Un'unità produttiva minima è più accessibile di quanto si pensi. Bastano 100–300 m² con 5–10 macchine industriali, un magazzino e un team di 10–20 dipendenti thailandesi. L'obiettivo produttivo di partenza è 10.000–30.000 pezzi l'anno — un laboratorio da 10 operaie può produrre circa 20.000 t-shirt annue, di cui 16.000 destinate all'export. L'investimento iniziale parte da 2–5 milioni di baht, con rientro accelerato grazie agli incentivi fiscali.

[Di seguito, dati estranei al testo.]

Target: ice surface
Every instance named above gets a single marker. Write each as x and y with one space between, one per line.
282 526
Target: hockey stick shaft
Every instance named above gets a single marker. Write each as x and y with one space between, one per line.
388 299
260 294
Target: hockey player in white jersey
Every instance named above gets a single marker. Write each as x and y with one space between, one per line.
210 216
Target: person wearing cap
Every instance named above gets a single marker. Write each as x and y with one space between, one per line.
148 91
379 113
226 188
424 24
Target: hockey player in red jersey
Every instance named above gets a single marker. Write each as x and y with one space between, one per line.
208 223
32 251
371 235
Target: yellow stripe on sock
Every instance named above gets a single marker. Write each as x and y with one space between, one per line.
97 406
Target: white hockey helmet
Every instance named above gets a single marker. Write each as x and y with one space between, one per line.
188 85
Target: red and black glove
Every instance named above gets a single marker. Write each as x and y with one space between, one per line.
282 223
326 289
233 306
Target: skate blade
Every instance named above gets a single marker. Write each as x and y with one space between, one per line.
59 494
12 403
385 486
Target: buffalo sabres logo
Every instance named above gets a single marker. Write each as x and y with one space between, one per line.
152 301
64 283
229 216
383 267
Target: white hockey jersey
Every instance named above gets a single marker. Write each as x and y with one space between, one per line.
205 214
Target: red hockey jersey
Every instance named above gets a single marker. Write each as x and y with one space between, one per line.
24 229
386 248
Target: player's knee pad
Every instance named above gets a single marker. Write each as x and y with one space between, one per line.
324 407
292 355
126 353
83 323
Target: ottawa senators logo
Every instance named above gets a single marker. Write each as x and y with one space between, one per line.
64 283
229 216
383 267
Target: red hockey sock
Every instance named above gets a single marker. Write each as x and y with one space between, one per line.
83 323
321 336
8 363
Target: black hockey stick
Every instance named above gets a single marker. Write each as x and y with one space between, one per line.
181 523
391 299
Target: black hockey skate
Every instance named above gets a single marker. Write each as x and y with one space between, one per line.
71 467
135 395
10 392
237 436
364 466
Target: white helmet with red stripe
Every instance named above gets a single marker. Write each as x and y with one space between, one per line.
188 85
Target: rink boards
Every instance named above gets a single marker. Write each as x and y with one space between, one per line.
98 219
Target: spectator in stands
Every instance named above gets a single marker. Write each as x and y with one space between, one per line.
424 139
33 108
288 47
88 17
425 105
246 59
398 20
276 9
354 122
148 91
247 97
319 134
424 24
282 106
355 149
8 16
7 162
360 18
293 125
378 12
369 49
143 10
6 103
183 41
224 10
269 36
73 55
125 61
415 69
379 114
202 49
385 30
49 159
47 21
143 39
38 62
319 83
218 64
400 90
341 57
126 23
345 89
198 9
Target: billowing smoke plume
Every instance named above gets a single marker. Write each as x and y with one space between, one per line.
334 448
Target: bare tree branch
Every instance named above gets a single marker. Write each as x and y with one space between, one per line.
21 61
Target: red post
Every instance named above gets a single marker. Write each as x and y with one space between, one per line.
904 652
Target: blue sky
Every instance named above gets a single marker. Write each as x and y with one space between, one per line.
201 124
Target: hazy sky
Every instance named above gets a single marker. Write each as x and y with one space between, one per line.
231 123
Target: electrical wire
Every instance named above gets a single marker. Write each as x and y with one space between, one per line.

Certificazioni per l'export
Per i mercati ASEAN sono richiesti:
- Certificato OEKO-TEX — assenza di sostanze nocive
- Halal per Malaysia e Indonesia
- Certificato d'origine Form D — documento chiave per i dazi agevolati AFTA
Perché la Thailandia e non Vietnam o Cambogia?
Tre parole: infrastrutture, logistica, affidabilità. Il Vietnam ha manodopera più economica, ma porti meno efficienti per piccoli volumi. La Cambogia offre prezzi bassi, ma tutele deboli sulla proprietà intellettuale. La Thailandia combina porti internazionali di primo livello — come Laem Chabang, tra i 20 maggiori al mondo — con una rete locale di fornitori e un sistema giuridico trasparente per le imprese straniere.
Come iniziare
Il primo passo non è affittare uno spazio, ma presentare una domanda preliminare al BOI — gratuita e senza impegno. In parallelo, individuate i primi acquirenti all'ingrosso prima ancora di avviare la produzione: il BOI vuole vedere una domanda reale, non solo un business plan teorico.